Gasoline costs four bucks, but a gallon of it will get you twenty or thirty miles farther away from your mother-in-law, so it's worth it. Printer ink is famously expensive, going for upwards of $8000 a gallon, but at least you can use it to print a letter to the editor of your newspaper complaining about high gasoline prices. Lots of things are expensive, but we're hard pressed to come up with anything that seems to costs so much for how little you get than a text message. All the major carriers are raising their price for a single text message to an astonishing twenty cents. 140 bytes of data for twenty cents.

If the same pricing was applied on a per-byte basis to downloading one 4MB song it would cost the user almost $6,000 to download a single song via SMS texting.

One can easily assume that the mark-up on a text message is several thousands times what it actually costs carriers to transmit this little bit of data, considering that mobile operators are only charging $30 to $40 a month extra for mobile data plans that offer 5MB worth of data per month.
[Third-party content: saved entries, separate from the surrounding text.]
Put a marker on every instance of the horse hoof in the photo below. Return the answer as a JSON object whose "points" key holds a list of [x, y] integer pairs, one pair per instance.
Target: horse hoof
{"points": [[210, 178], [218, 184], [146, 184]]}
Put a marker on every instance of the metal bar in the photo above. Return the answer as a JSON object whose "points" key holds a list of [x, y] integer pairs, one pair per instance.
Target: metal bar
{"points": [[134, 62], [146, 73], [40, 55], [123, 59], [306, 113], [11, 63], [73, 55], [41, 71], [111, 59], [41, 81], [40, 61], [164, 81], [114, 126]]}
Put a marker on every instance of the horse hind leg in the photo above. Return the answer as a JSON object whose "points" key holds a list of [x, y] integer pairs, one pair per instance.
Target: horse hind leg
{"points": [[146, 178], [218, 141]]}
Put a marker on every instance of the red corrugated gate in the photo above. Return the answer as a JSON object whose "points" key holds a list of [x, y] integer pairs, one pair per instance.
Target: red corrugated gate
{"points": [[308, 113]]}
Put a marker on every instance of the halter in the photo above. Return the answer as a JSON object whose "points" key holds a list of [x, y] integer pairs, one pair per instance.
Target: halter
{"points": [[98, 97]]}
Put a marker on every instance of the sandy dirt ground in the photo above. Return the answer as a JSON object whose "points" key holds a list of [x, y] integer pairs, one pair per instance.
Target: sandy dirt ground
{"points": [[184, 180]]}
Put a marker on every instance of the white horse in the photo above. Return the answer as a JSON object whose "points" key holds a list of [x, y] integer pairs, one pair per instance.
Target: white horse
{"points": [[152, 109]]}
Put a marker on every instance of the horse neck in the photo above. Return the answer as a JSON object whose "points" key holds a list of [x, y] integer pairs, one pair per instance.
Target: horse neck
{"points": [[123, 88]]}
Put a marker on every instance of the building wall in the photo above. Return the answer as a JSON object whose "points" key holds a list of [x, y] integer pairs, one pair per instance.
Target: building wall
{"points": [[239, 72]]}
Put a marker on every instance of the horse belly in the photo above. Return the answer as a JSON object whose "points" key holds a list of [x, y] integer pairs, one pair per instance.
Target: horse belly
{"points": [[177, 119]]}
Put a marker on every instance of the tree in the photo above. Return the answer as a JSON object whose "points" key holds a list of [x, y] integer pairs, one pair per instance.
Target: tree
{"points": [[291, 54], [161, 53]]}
The reason that carriers are charging so much for text messages is because they can. Even at 15 cents and 20 cents a pop, people are willing to pay for it. The carriers are also trying to get consumers to sign up for text messaging packages and unlimited plans that vary in price from $5 a month extra for 200 messages to $20 a month extra for unlimited texting on AT&T's network, for example.


The RIAA actually wants to charge you $6000 per downloaded song, but that's a topic for another day. Why anyone would spend twenty cents to type OH HAI BFF SIT KTHXBAI when they have unlimited calling and an e-mail is free is one of the dark mysteries of the universe.